境島小の子どもたちに島村の歴史を説明する田島信孝さん(右)
境島小の子どもたちに島村の歴史を説明する田島信孝さん(右)

利根川の南、埼玉県本庄市と深谷市に囲まれた伊勢崎市境島村地区。蚕種(蚕の卵)の大産地として栄え、屋根に通気用の櫓(やぐら)を載せた大型養蚕家屋群が残る。この地区の象徴とも言える田島弥平旧宅で今月25日、地元の境島小の子どもたちを交えて防火訓練が行われた。

◎貴重な"新人"

訓練に先立って住民団体、ぐんま島村蚕種の会の田島信孝さん(65)が子どもたちに地域の歴史について解説した。「今の自動車みたいに、幕末には蚕種がお金を稼ぐ花形の輸出品だった。島村まで千両箱が運び込まれ、そのお金で大きな養蚕農家が次々に建てられたんだよ」。田島さんは定年退職した昨年、島村に戻って会に加わった貴重な"新人"だ。

県が2003年に世界遺産登録運動を始めると、各地で住民団体が生まれた。主力の多くは養蚕、製糸、織物業を支えてきた世代。時間の経過とともに、会員の高齢化という悩みは深まっていく。どう組織の新陳代謝を図り、"体力"を維持していけばいいのか。

「島村の豊かな歴史を後世に伝えたい」。県の世界遺産運動に同調し、住民有志が会を結成したのは05年。会長には弥平旧宅の当主、田島健一さん(83)が就いた。以来、地域の写真集を刊行して写真展を開催。行政に養蚕家屋群の保存調査を働き掛けたり、弥平旧宅近くに見本桑園も整備した。
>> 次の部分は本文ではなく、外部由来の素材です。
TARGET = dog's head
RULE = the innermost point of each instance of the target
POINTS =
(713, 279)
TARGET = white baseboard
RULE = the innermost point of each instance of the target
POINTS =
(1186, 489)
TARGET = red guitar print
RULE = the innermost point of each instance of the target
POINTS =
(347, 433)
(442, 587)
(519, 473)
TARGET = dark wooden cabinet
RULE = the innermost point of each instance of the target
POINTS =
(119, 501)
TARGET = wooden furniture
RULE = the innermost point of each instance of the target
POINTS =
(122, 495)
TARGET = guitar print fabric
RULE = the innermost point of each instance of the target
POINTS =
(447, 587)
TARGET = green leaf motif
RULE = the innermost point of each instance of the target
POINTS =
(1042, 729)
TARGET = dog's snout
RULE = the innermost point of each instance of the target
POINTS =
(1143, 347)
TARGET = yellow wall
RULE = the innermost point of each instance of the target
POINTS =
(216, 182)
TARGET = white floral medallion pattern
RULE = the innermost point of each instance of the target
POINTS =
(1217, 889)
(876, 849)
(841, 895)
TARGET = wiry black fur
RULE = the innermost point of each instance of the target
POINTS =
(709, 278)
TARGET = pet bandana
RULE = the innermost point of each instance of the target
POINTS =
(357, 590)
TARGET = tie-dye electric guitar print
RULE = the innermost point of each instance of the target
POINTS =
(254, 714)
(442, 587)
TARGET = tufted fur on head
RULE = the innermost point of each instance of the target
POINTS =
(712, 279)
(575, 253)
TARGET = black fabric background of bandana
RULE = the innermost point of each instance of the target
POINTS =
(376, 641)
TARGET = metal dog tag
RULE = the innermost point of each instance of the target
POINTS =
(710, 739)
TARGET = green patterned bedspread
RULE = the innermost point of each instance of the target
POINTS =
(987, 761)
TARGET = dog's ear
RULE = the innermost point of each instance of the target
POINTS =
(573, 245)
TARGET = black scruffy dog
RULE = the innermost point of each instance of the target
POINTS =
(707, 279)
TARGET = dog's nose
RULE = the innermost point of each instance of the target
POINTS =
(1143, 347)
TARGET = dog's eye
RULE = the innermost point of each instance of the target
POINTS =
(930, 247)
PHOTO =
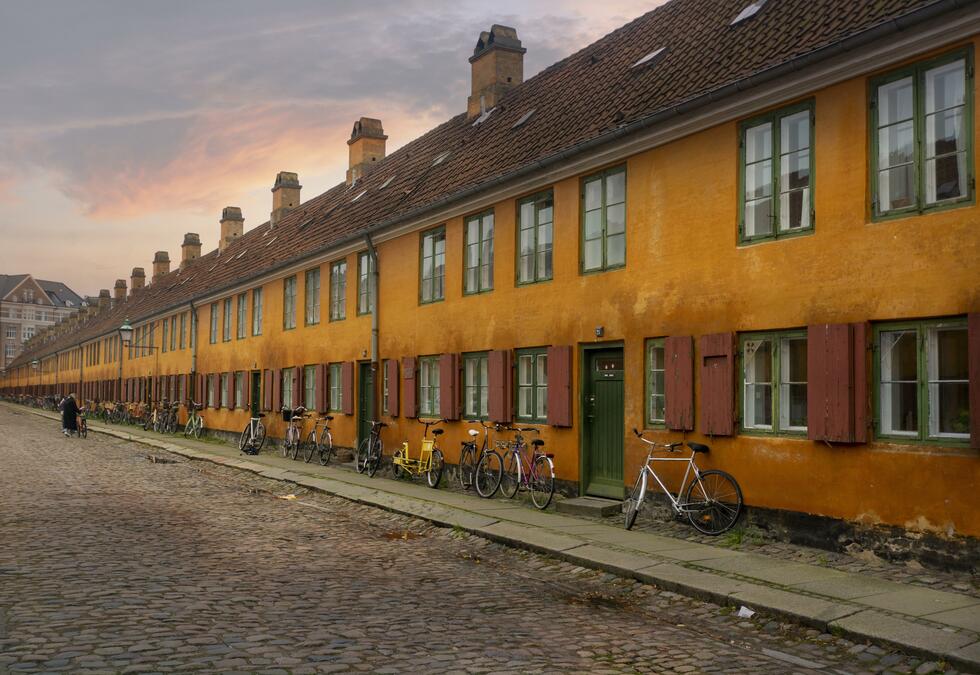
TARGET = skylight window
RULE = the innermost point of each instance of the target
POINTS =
(650, 58)
(524, 118)
(749, 12)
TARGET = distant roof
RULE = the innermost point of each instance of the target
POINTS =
(589, 97)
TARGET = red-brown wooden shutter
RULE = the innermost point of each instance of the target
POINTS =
(500, 390)
(409, 397)
(391, 368)
(449, 386)
(267, 390)
(559, 386)
(837, 397)
(717, 384)
(347, 378)
(973, 364)
(679, 383)
(320, 390)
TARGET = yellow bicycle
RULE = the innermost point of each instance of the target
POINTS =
(429, 461)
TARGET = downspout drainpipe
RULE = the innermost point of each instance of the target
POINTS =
(373, 256)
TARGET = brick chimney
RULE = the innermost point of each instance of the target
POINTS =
(190, 249)
(497, 65)
(137, 280)
(161, 264)
(285, 195)
(232, 226)
(367, 145)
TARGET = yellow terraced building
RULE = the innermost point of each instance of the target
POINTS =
(740, 223)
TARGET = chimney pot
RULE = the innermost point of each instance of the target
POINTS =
(232, 226)
(190, 249)
(497, 65)
(366, 146)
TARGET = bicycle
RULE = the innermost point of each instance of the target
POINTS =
(253, 435)
(429, 462)
(294, 430)
(481, 468)
(195, 423)
(536, 473)
(370, 451)
(713, 500)
(322, 447)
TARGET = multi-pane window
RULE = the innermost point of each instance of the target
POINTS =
(226, 325)
(604, 220)
(923, 381)
(288, 377)
(365, 283)
(432, 281)
(478, 256)
(922, 148)
(475, 381)
(239, 389)
(428, 376)
(777, 173)
(655, 383)
(774, 383)
(338, 290)
(312, 291)
(336, 387)
(242, 315)
(535, 231)
(309, 387)
(289, 302)
(256, 311)
(213, 335)
(532, 385)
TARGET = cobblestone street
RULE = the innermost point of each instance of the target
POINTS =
(121, 559)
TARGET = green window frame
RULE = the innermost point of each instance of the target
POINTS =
(365, 284)
(478, 253)
(475, 386)
(773, 392)
(311, 289)
(535, 238)
(289, 303)
(432, 265)
(336, 387)
(603, 230)
(532, 385)
(921, 128)
(256, 311)
(776, 174)
(428, 377)
(921, 378)
(655, 400)
(338, 290)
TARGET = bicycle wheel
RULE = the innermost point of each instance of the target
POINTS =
(310, 447)
(714, 502)
(542, 481)
(632, 504)
(436, 465)
(466, 461)
(488, 473)
(510, 479)
(374, 458)
(325, 447)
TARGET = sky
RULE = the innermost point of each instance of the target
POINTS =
(126, 123)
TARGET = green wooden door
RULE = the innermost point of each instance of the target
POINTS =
(604, 423)
(365, 400)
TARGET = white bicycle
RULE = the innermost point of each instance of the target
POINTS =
(712, 501)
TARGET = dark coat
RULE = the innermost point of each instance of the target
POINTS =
(69, 414)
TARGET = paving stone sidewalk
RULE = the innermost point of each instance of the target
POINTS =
(935, 624)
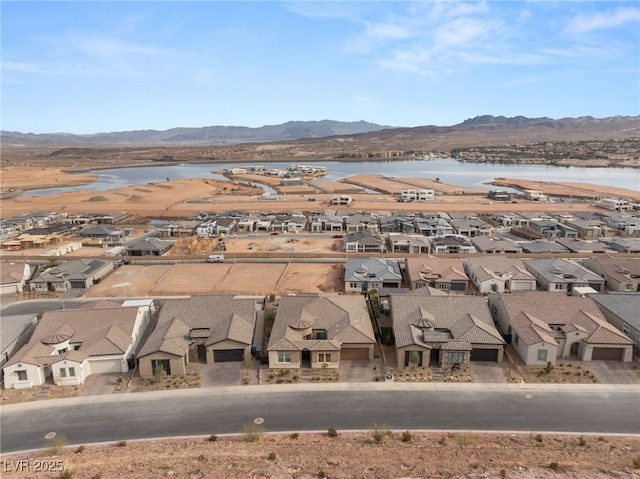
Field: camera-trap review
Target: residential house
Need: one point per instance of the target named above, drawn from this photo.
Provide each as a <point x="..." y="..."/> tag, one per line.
<point x="534" y="195"/>
<point x="341" y="200"/>
<point x="444" y="331"/>
<point x="620" y="274"/>
<point x="621" y="310"/>
<point x="624" y="245"/>
<point x="470" y="226"/>
<point x="364" y="274"/>
<point x="366" y="241"/>
<point x="582" y="246"/>
<point x="629" y="224"/>
<point x="361" y="222"/>
<point x="314" y="331"/>
<point x="498" y="274"/>
<point x="433" y="226"/>
<point x="489" y="245"/>
<point x="70" y="345"/>
<point x="327" y="221"/>
<point x="542" y="246"/>
<point x="544" y="326"/>
<point x="149" y="247"/>
<point x="451" y="244"/>
<point x="214" y="329"/>
<point x="105" y="232"/>
<point x="77" y="273"/>
<point x="15" y="332"/>
<point x="398" y="223"/>
<point x="13" y="277"/>
<point x="562" y="275"/>
<point x="408" y="244"/>
<point x="444" y="274"/>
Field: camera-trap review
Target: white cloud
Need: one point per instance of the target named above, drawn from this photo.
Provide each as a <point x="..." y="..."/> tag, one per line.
<point x="585" y="23"/>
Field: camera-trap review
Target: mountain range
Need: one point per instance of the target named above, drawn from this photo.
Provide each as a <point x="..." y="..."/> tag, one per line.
<point x="485" y="129"/>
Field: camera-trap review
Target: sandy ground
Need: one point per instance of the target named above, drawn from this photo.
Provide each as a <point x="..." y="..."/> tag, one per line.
<point x="348" y="456"/>
<point x="215" y="278"/>
<point x="181" y="198"/>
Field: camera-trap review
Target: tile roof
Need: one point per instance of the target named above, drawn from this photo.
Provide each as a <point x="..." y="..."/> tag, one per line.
<point x="571" y="312"/>
<point x="624" y="305"/>
<point x="467" y="318"/>
<point x="99" y="332"/>
<point x="227" y="318"/>
<point x="344" y="317"/>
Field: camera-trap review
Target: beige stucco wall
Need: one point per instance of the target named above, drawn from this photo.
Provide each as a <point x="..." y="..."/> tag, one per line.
<point x="400" y="353"/>
<point x="296" y="359"/>
<point x="176" y="363"/>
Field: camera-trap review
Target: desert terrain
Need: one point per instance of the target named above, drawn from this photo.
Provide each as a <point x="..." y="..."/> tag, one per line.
<point x="377" y="454"/>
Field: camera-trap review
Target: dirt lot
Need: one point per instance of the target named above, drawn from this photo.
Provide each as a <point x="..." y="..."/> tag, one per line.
<point x="229" y="277"/>
<point x="181" y="198"/>
<point x="376" y="453"/>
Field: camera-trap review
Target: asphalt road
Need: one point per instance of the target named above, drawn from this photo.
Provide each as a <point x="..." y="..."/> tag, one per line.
<point x="584" y="409"/>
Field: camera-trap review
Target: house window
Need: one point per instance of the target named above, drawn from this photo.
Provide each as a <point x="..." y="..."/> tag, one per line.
<point x="284" y="357"/>
<point x="324" y="357"/>
<point x="456" y="357"/>
<point x="321" y="334"/>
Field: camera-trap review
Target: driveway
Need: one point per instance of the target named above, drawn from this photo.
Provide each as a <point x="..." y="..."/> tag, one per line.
<point x="487" y="372"/>
<point x="609" y="372"/>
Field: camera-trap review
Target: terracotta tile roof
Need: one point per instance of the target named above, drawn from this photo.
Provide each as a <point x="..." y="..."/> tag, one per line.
<point x="466" y="317"/>
<point x="344" y="317"/>
<point x="98" y="332"/>
<point x="226" y="317"/>
<point x="571" y="313"/>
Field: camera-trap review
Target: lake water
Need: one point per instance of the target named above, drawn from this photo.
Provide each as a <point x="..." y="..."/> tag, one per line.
<point x="448" y="170"/>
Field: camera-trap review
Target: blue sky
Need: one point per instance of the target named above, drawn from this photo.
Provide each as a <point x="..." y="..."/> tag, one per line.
<point x="89" y="67"/>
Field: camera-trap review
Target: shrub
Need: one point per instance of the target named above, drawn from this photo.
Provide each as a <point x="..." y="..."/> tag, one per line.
<point x="56" y="444"/>
<point x="379" y="432"/>
<point x="252" y="432"/>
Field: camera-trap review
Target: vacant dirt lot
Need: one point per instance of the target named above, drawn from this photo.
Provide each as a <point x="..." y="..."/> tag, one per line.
<point x="214" y="278"/>
<point x="355" y="455"/>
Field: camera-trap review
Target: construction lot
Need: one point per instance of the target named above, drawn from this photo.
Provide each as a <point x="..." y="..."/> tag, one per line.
<point x="214" y="278"/>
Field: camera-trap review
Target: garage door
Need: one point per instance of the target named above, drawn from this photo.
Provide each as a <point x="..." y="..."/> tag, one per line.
<point x="226" y="355"/>
<point x="607" y="354"/>
<point x="484" y="355"/>
<point x="354" y="354"/>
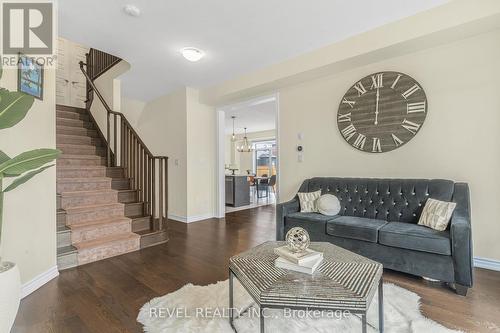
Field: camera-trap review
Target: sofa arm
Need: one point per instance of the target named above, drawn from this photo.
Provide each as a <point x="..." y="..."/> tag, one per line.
<point x="461" y="236"/>
<point x="282" y="210"/>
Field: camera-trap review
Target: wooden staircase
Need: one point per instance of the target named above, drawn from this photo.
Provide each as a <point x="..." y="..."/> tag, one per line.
<point x="100" y="214"/>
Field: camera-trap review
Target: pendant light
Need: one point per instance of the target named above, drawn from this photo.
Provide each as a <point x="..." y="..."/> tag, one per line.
<point x="233" y="137"/>
<point x="246" y="147"/>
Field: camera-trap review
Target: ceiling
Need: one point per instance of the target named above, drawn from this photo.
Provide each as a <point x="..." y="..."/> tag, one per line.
<point x="256" y="115"/>
<point x="238" y="36"/>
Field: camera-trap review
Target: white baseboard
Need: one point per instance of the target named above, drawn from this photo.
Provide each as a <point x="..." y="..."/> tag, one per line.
<point x="487" y="263"/>
<point x="189" y="219"/>
<point x="38" y="281"/>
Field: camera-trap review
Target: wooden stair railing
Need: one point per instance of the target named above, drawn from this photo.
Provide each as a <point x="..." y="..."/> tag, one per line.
<point x="148" y="173"/>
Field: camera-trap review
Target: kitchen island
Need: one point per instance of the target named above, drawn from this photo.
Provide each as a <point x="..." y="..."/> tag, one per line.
<point x="237" y="190"/>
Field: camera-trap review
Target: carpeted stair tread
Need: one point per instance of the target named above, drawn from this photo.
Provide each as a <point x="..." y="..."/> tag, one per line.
<point x="84" y="180"/>
<point x="80" y="157"/>
<point x="106" y="241"/>
<point x="101" y="222"/>
<point x="88" y="192"/>
<point x="81" y="167"/>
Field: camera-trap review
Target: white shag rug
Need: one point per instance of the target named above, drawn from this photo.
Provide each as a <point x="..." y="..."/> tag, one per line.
<point x="194" y="309"/>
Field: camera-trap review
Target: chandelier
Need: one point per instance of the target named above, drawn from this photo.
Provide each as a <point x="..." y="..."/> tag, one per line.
<point x="245" y="147"/>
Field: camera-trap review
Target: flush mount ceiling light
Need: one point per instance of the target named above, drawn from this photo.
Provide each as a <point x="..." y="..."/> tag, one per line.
<point x="132" y="10"/>
<point x="192" y="53"/>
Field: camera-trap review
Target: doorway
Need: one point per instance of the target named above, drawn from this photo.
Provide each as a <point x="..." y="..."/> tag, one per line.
<point x="247" y="155"/>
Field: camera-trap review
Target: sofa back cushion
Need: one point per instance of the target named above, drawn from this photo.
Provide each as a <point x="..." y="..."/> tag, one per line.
<point x="395" y="200"/>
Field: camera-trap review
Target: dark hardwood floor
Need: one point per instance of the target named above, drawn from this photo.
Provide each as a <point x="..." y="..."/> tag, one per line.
<point x="106" y="296"/>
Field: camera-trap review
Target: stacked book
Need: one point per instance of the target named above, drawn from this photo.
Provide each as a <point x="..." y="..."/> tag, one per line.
<point x="305" y="262"/>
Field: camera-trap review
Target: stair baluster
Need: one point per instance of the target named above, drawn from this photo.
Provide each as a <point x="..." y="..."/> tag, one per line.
<point x="146" y="171"/>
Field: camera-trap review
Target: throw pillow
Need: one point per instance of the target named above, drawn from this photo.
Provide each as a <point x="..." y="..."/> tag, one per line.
<point x="308" y="201"/>
<point x="437" y="214"/>
<point x="328" y="204"/>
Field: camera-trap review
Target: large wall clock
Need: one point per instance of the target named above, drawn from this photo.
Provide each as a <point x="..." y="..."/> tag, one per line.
<point x="382" y="112"/>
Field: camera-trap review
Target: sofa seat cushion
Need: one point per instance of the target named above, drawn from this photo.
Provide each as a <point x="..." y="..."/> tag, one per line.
<point x="359" y="228"/>
<point x="415" y="237"/>
<point x="314" y="223"/>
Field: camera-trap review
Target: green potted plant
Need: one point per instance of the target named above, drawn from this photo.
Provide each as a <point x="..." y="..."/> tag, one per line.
<point x="16" y="171"/>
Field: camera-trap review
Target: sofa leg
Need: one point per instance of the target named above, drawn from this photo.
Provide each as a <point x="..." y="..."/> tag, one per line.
<point x="461" y="290"/>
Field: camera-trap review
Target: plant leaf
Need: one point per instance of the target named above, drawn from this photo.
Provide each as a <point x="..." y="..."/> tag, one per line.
<point x="13" y="107"/>
<point x="27" y="161"/>
<point x="3" y="157"/>
<point x="24" y="178"/>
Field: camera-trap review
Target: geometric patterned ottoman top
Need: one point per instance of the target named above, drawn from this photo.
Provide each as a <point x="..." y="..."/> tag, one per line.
<point x="344" y="280"/>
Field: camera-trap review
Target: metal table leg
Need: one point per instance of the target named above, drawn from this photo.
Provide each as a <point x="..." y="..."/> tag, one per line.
<point x="231" y="298"/>
<point x="381" y="306"/>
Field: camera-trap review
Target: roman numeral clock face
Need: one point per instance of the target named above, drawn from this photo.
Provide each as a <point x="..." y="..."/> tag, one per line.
<point x="382" y="112"/>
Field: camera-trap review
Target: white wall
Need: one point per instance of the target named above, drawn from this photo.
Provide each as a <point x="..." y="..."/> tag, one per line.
<point x="110" y="88"/>
<point x="178" y="126"/>
<point x="458" y="140"/>
<point x="200" y="158"/>
<point x="29" y="237"/>
<point x="132" y="109"/>
<point x="162" y="127"/>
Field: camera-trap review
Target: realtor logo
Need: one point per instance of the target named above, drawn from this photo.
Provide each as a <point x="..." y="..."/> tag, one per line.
<point x="27" y="27"/>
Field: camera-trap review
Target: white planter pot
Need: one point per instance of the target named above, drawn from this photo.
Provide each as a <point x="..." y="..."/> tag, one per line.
<point x="10" y="292"/>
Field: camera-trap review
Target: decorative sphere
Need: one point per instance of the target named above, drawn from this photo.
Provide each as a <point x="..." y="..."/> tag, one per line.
<point x="297" y="239"/>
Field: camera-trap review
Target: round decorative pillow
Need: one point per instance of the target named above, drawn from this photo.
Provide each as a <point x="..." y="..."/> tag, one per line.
<point x="328" y="204"/>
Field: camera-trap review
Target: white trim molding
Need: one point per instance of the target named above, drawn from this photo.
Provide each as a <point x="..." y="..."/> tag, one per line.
<point x="38" y="281"/>
<point x="487" y="263"/>
<point x="189" y="219"/>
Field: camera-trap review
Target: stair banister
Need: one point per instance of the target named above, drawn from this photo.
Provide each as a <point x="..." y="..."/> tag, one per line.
<point x="136" y="159"/>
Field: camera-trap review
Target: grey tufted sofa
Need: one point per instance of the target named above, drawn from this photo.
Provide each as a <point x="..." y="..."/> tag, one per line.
<point x="378" y="219"/>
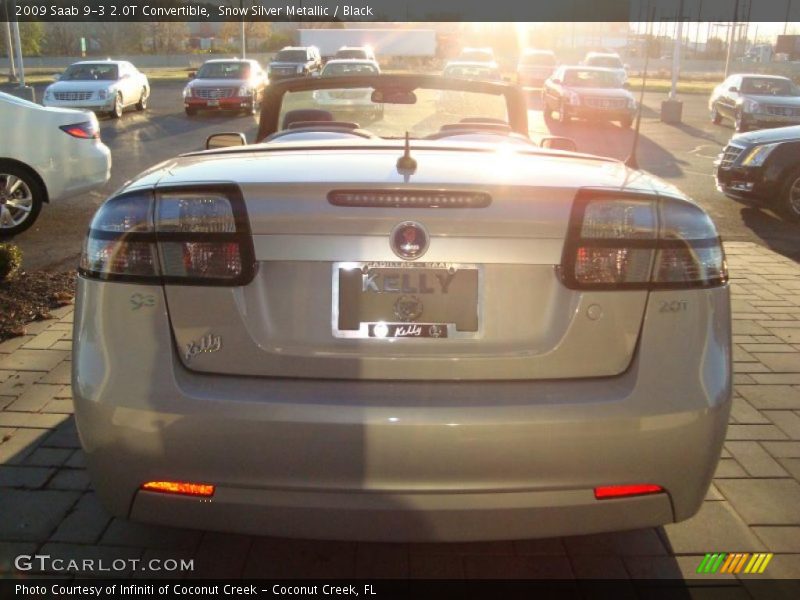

こうした地道な活動は、「富岡製糸場と絹産業遺産群」の構成資産に弥平旧宅を加える大きな原動力になった。

会の事務局を務める関口政雄さん(80)は、2001年から同小で養蚕教育に協力してきた。現役時代、県蚕糸課長を務めた会で唯一の「養蚕のプロ」。本年度も3、4年生に春蚕(はるご)の掃き立てから収繭、産卵までを指導した。

しかし、昨年11月、同小の座繰り体験教室に関口さんの姿はなかった。体調を崩して入院してしまったためだ。「授業を続けるのは難しいかもしれない」。自宅で療養する関口さんの口から、ふと弱音が漏れる。

◎平均60代後半

会の結成から8年。地区では少子化と高齢化が同時に、しかも急速に進む。65歳以上の人口比率(昨年4月)は市平均で20・56%だが、島村地区は31%を超えている。20年前に比べて人口は約2割減り、1300人を割りそうな状況だ。現在の会員は67人で平均年齢は60代後半に達した。狭い地域の中で、若い会員を増やしていくことは容易ではない。

会のもう1人の事務局、栗原知彦さん(71)は「蚕種の会だけの運動では限界がある。幅広く地域団体との連携を強めていきたい」と打開策を探る。大きな目標に向かって走り続けてきた会にとっては、まだまだ道半ば。前進の速度を緩めるわけにはいかない。